D’abord seule, elle danse « Sur la place » dans un rond de lumière, puis de très haut, très loin, arrivent en écho les paroles de « Quand on n’a que l’amour » criées par une ombre furtive qui surgit plus tard au fond du plateau, et la rejoint à la fin d’« Une valse à mille temps ». Partenaire discret, se réglant sur les pas de la danseuse, il se déchaîne dans un numéro éblouissant de breakdance, tordu et convulsé par les émotions que lui inspire « Mathilde ». Leurs ombres se profilent sur les parois majestueuses de la carrière de Boulbon, croisent des photos de Jacques Brel, des paysages ruraux, un troupeau de vaches quand sonnent les clochers du « Plat pays », un cercueil porté par des paysans. Les chansons défilent, amères ou tendres, tristes, sardoniques, soutenues par l’humour et le style d’Anne Teresa De Keersmaeker, certaines cocasses où les prouesses physiques de Solal Mariotte font merveille. Quelques-unes des plus célèbres, « Ne me quitte pas », « Amsterdam », « Les vieux amants », « Vesoul », d’autres moins connues comme l’ode funèbre à « Jojo », son ami Georges Pasquier.
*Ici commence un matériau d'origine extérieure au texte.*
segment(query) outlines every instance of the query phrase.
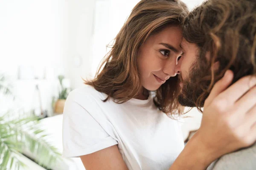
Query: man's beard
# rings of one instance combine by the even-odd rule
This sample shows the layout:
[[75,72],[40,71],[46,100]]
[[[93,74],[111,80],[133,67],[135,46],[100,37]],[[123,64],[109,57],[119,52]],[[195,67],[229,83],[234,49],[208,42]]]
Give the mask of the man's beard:
[[209,74],[209,73],[205,67],[205,63],[199,60],[198,57],[197,57],[196,60],[189,69],[189,74],[186,79],[182,80],[181,74],[179,75],[180,80],[183,83],[183,86],[178,96],[178,101],[183,106],[203,107],[204,101],[209,95],[208,93],[207,96],[202,98],[203,102],[199,103],[198,105],[196,105],[197,99],[204,92],[203,88],[207,87],[210,82],[201,82],[202,78],[206,74]]

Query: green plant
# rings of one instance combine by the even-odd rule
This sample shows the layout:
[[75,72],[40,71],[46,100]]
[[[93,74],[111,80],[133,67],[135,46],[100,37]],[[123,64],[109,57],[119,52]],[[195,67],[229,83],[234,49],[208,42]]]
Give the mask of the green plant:
[[[6,79],[0,79],[1,91],[12,95],[10,87],[0,85]],[[61,159],[61,154],[47,141],[47,134],[38,126],[38,118],[20,112],[13,108],[0,116],[0,170],[26,167],[19,159],[24,150],[37,158],[35,161],[39,164],[49,169]]]

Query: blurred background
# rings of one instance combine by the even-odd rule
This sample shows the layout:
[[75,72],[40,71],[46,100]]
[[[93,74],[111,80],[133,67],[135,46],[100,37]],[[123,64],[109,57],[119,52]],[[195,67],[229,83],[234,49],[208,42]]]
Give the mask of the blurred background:
[[[83,169],[61,157],[65,100],[94,76],[139,1],[0,0],[0,170]],[[200,126],[196,110],[189,115],[184,140]]]

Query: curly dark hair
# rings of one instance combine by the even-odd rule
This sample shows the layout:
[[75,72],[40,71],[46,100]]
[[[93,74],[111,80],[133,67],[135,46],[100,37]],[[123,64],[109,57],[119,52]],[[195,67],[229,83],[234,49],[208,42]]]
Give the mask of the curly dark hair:
[[[209,71],[198,82],[204,92],[194,99],[200,110],[198,106],[204,105],[227,70],[234,73],[233,83],[244,76],[256,75],[256,0],[209,0],[187,16],[183,30],[184,38],[199,47],[198,60]],[[217,61],[220,67],[216,71],[211,66]]]

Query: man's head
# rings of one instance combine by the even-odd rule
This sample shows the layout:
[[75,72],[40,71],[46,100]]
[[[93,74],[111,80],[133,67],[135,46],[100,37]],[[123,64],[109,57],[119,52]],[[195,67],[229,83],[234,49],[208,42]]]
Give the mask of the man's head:
[[255,0],[209,0],[189,14],[183,29],[184,54],[176,68],[181,105],[203,107],[227,69],[233,83],[256,75]]

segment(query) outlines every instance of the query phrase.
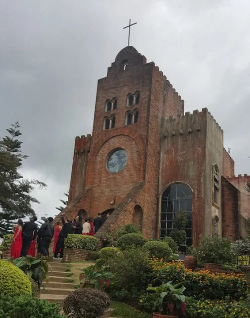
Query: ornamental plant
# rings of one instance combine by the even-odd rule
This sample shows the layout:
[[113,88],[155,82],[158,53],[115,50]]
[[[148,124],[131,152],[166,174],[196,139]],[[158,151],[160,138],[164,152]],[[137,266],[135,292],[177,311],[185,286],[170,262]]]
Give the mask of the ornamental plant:
[[106,293],[97,289],[83,288],[71,292],[64,300],[63,310],[74,318],[97,318],[110,307]]
[[109,288],[114,275],[107,272],[104,266],[97,268],[91,265],[82,270],[79,279],[83,288],[105,289]]
[[147,291],[154,292],[154,310],[162,315],[183,315],[186,311],[187,304],[183,292],[186,288],[179,283],[174,286],[168,282],[157,287],[148,287]]
[[96,249],[98,239],[90,235],[80,234],[69,234],[64,244],[67,248],[79,248],[94,251]]

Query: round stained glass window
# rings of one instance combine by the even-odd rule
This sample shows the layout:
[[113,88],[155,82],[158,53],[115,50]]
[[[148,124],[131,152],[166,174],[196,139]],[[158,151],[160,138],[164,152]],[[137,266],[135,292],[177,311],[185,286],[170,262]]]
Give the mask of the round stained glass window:
[[125,168],[127,162],[127,155],[125,150],[117,149],[108,157],[108,170],[111,173],[117,173]]

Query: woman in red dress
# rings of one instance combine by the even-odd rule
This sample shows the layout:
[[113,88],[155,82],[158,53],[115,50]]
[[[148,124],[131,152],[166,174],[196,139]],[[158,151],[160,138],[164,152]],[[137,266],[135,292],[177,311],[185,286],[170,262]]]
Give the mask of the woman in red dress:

La chorégraphe voulait à travers ses chansons interroger le présent [1]. Le discours satisfait du Diable à son retour de la Terre, « Ça va », qui ouvre le spectacle, date de 1953 mais semble écrit aujourd’hui :
Rien ne se vend mais tout s’achète
L’honneur et même la sainteté
Ça va
Les États se muent en cachette
En anonymes sociétés
Ça va
Les grands s’arrachent les dollars
Venus du pays des enfants
L’Europe répète l’Avare
Dans un décor de mil neuf cent.
Ça fait des morts d’inanition
Et l’inanition des nations.
Concluons ce volet par un tour au Off, Les 3S. Résumer Hugo en une heure, c’était une gageure. Pierre Jouvencel s’en tire honorablement, croisant discours politiques et poèmes. Dans deux spectacles jumeaux, Victor Hugo, un géant dans un siècle et Humanistes, il donne voix aux orateurs, de Mirabeau à Badinter, qui ont fait franchir des étapes décisives à la réflexion et à la conscience collectives en défendant de nobles causes, pour la tolérance religieuse, les droits des femmes, la laïcité, l’éducation, contre le paupérisme, l’esclavage, la peine de mort. Ubi sunt les Jaurès, les Mendès France ?
[1] Anne Teresa De Keersmaeker, Quand elle danse. Entretiens avec Laure Adler, Seuil, 2025.